Major Reports

scientific Studies



This website
sponsored by:

"N.M.P.L." Denver, CO

N.M.P.L. - NearMePayday.Loan

Peer Reviewed Results of New York State-sponsored Cancer/Marijuana Studies
Vincent Vinciguerra, MD, et al.
Nov. 6, 1988
"Inhalation Marijuana as an Antiemetic for Cancer Chemotherapy" by Vincent Vinciguerra, MD; Terry Moore, MSW; Eileen Brennan, RN
Not yet available - check back [get adobe acrobat (PDF) reader]
Single Page

Vincent Vinciguerra, MD; Terry Moore, MSW; Eileen Brennan, RN

ABSTRACT. A prospective pilot study of the use, of Inhalation marijuana as an antiemetic for cancer chemotherapy was conducted. Fifty-six patients who had no Improvement with standard antiemetic agents were treated and 78% demonstrated a positive response to marijuana. Younger age and prior marijuana exposure were factors that predicted response to treatment. Toxicity was mild and consisted primarily of sedation and xerostomia. This preliminary trial suggests the usefulness of Inhalation marijuana as an antiemetic agent. Because of the lack of a randomized placebo control group, the precise role of this agent is unclear. Further studies should include derivatives of this substance in combination with standard effective drugs to control chemotherapy-induced nausea and vomiting.

(New York State Journal of Medicine, October 1988; 88: 525 - 527)

From the Don Monti Division of Oncology. Department of Medicine, North Shore University Hospital, Manhasset, NY, and the Department of Medicine, Cornell University Medical College, New York, NY.

Address correspondence to Dr Vinciguerra, Chief, Division of Oncology/Hematology, North Shore University Hospital, 300 Community Dr, Manhasset. NY 11030.

Supported in part by the Don Monti Memorial Research Foundation, Community Clinical Oncology Program (CCOP) grant #CA-35379, and the New York State Department of Health.

A great deal of clinical information has recently been generated concerning the efficacy of various antiemetics agents for patients treated with cancer chemotherapy. (1-3). Without effective control of nausea and vomiting, patient compliance with potentially curative chemotherapy programs diminishes, compromising not only quality but quantity of life. Effective new chemotherapeutic agents could never be successfully tested in clinical trials if they possessed potent emetic side-effects. Although a number of agents have recently been found to be active, including metoclopramide, (4,5) haloperidol, (6) dexamethasone, (7) and lorazepam, (8) the need to introduce newer agents and combination antiemetic therapy may be necessary for continued control of symptoms. Also, complete control of nausea and vomiting during anticancer treatment must take into account not only the physical effects but also the psychological ones. Control of anxiety through behavior modification and relaxation is an effective antiemetic treatment of anticipatory nausea and vomiting. (9)
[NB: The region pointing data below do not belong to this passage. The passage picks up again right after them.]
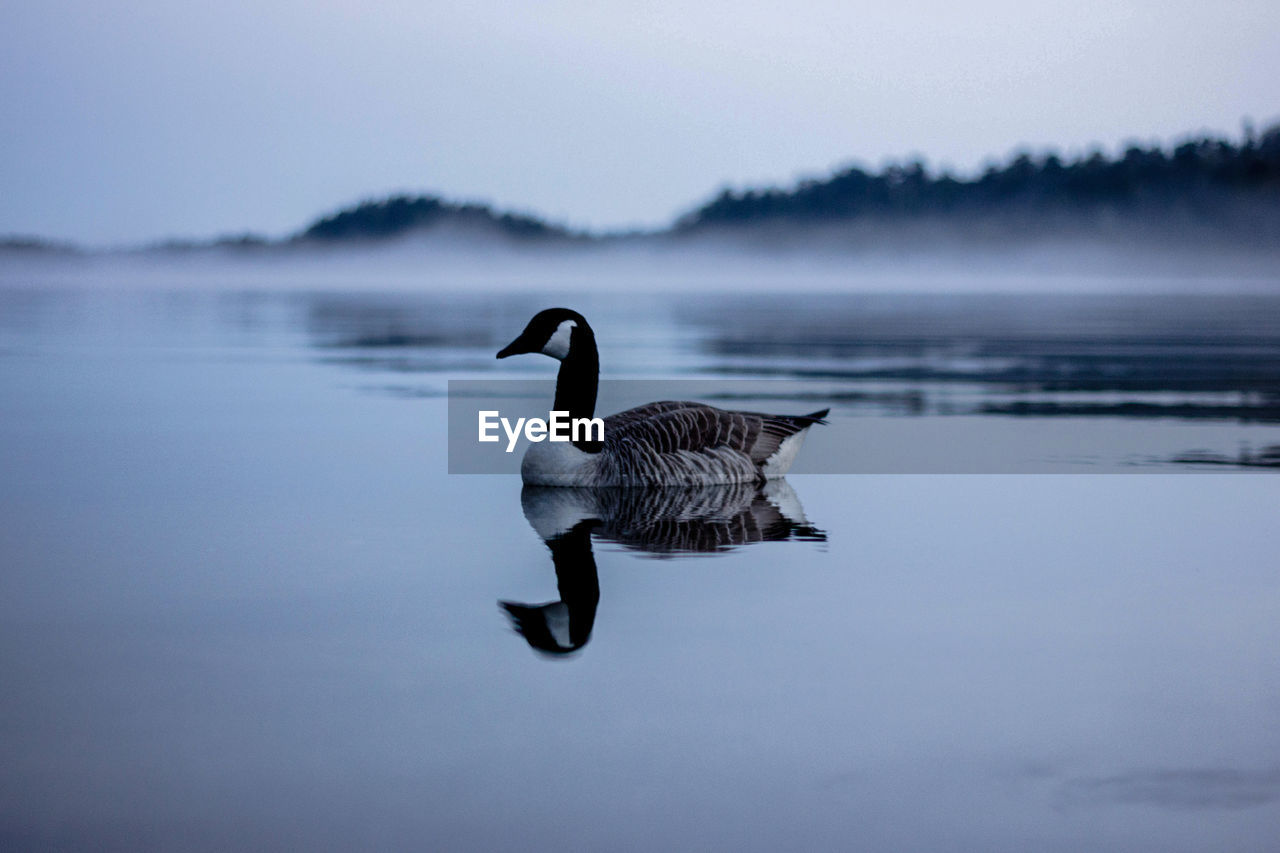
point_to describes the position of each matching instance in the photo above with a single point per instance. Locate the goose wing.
(676, 441)
(670, 427)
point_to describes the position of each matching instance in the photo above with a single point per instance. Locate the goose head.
(554, 332)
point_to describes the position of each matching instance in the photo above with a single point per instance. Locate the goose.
(654, 521)
(659, 443)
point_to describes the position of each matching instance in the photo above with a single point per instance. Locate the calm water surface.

Natural and synthetic cannabinoids are known to be effective antiemetic agents. (10-12) Delta-9-tetrahydrocannabinol (THC) has been found to be superior to prochlorperazine. (13) Also, patients who are refractory to standard antiemetic agents have significant reduction in nausea and vomiting with oral THC. (14) There is little information on the efficacy of inhalation marijuana aside from anecdotal reports from patients who obtained the drug privately. As a part of a New York State Department of Health program, North Shore University Hospital conducted a preliminary study of the use of inhalation marijuana as an antiemetic agent for cancer chemotherapy. The purpose of this study was to evaluate the efficacy of inhalation marijuana for patients refractory to standard agents, to identify patient characteristics to predict response, and to evaluate toxicity and patient acceptance of this form of treatment.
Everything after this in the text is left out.